DETAILED DESCRIPTION OF THE INVENTION (Technical Field) The present invention relates to a motor control device, and particularly to a motor control device with excellent temperature characteristics.

(Prior art) In a conventional motor control circuit, an FG flaw signal is formed according to the rotational speed of the motor, and this FG (No. 8 is
It is considered that the voltage level is converted to a voltage level using a voltage converter, this level is compared with a reference potential, and the rotational speed of the motor is controlled according to the difference. However, in this case, fluctuations in power supply voltage and temperature are considered. There is a drawback that the above-mentioned difference signal changes widely depending on the amount of time.

(Objective) It is an object of the present invention to provide a motor control device that can eliminate the above-mentioned drawbacks of the prior art.

Another purpose is to provide a motor control device that is stable against temperature changes and fluctuations in power supply voltage.

(Example) The present invention will be described in detail below based on the drawings. FIG. 1 is a diagram showing an embodiment of the present invention. Reference numeral 1 denotes a detector that outputs one pulse per rotation, and for example, as shown in the figure, a magnet 18 is embedded in a part of a recording disk 16, and a detector with a coil wound around an iron core is configured to detect this. has been done. The output from the detector 1 is waveform-shaped by a pulse generator 2 which generates one pulse per rotation, and is delayed for a necessary time and output as a PG pulse to the output line a. Note that this PG pulse is output only when the output signal of the specified rotation detector 10 is at a high level. Reference numeral 6 denotes a frequency generator attached to the motor 17, which outputs a frequency corresponding to the number of rotations to the line of the FG flaw signal b. This FG (
The signal No.

Here, the generator 6 and the converter 4 constitute a detection means. 7 is a reference oscillator, the output of which is supplied to the divider 8 and used as a clock for the image sensor driving circuit 11 to generate various synchronization signals and control signals. 8
The branch is the FG when the motor reaches the specified rotation speed.
The frequency of the oscillator 7 is divided so that the flaw signal has the same frequency. Reference numeral 9 denotes a frequency-voltage converter as a conversion means for frequency-voltage conversion of the output of 8.

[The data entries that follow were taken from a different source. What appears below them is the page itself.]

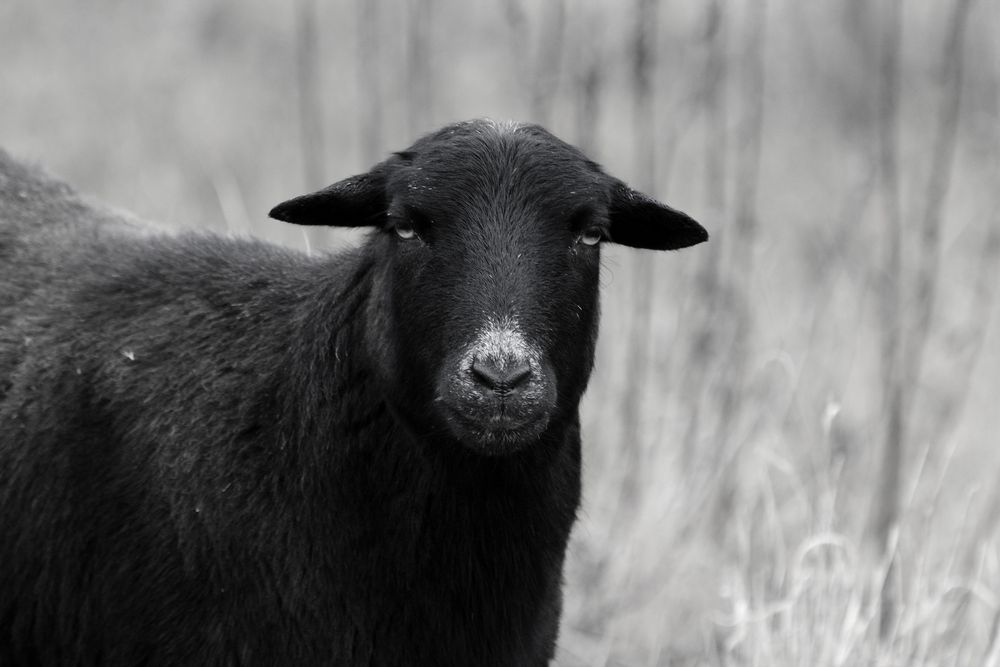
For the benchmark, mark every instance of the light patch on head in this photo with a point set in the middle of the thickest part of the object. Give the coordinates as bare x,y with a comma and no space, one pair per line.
491,420
502,127
502,341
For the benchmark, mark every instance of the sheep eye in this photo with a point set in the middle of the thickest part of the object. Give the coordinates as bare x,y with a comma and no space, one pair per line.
405,231
591,236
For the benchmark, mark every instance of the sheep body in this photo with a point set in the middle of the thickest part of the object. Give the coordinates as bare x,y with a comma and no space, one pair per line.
201,461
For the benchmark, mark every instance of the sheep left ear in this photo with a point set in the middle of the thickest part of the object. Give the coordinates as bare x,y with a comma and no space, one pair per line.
357,201
640,221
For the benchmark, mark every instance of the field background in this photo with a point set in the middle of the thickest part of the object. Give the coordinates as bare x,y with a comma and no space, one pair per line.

The output of the splitter 8 is supplied to a specified rotation detector 10. 5
A differential amplifier serves as a comparison means, and amplifies the difference between the outputs of the frequency-voltage converters 4 and 9, and supplies the amplified difference to the motor drive circuit 6 as rotation control means.

This circuit 6 drives the motor 17 and controls its rotational speed so that the output of the differential amplifier 5 becomes zero.

Therefore, the fluctuations in the characteristics of the frequency-voltage converters 4 and 9 are similar with respect to temperature fluctuations and power supply voltage fluctuations, so the fluctuations in the output of the differential amplifier 5 are much larger than in the conventional one. becomes smaller.

It should be noted that if the frequency-voltage converters 4 and 9 have the same configuration, reliability will be further improved.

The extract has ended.